A Lonesome Island in the Treacherous Sea

Into the unforgiving world of the Puritan society was born an innocent child. However, something set her apart from the other children; she was the result of a terrible sin, adultery. Since her birth, Pearl is shunned as an outcast of society. She is tangled in a web of lies and secrets, while all she wants to know is the truth about her identity. In The Scarlet Letter by Nathaniel Hawthorne, Pearl, born into the harsh Puritan Society, symbolizes wisdom and curiosity, while at the same time she is the link between some of the main characters.

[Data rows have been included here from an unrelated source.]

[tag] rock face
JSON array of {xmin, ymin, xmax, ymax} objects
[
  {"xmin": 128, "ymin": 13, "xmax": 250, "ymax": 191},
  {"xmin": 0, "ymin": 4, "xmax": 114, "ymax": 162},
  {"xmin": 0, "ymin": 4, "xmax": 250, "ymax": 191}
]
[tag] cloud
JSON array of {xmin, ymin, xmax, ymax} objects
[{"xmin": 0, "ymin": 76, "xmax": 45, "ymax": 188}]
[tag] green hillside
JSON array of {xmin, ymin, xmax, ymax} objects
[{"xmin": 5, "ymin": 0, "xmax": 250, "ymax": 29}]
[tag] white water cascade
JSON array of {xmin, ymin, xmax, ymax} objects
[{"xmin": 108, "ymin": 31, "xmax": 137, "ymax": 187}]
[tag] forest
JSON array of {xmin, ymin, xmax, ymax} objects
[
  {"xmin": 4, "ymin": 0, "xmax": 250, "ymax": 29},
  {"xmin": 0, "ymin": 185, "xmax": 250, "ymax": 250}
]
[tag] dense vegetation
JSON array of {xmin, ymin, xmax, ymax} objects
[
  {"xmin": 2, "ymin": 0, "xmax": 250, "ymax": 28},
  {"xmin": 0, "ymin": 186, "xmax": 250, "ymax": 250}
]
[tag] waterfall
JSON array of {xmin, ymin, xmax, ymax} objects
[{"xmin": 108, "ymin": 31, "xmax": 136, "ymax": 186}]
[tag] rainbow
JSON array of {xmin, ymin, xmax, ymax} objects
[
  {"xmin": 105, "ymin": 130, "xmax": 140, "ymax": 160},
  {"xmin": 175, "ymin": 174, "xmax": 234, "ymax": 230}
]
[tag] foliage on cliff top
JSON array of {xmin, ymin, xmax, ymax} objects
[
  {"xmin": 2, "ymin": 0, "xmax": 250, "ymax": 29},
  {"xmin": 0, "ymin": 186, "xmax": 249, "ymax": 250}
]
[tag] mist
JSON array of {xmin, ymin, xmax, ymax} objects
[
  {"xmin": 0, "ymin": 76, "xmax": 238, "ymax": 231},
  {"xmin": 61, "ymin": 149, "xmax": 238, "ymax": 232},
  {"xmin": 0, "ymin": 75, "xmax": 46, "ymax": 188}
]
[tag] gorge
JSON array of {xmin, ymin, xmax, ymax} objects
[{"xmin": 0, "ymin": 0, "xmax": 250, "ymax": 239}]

The Puritan society has a very strict set of rules and morals. Anyone who dared to commit a crime or break the law was immediately made an example of by either being executed, publicly humiliated, or put in jail, as supported by the following:

The founders of a new colony, whatever Utopia of human virtue and happiness they might originally project, have invariably recognized it among their earliest practical necessities to allot a portion of the virgin soil as a cemetery, and another portion as the site of a prison.

(45)

The Puritans believed that adultery was a very serious sin. If a person committed adultery, their punishment would be to live on the outskirts of the city, and wear the scarlet letter "A" symbolizing adultery. This letter had an extremely bad connotation as shown by one of the old dames of the city:

It were well, muttered the most iron-visaged of the old dames, if we stripped Madam Hester's rich gown off her dainty shoulders; and as for the red letter, which she hath stitched so curiously, I'll bestow a rag of mine own rheumatic flannel, to make a fitter one! (52)

Hester is convicted...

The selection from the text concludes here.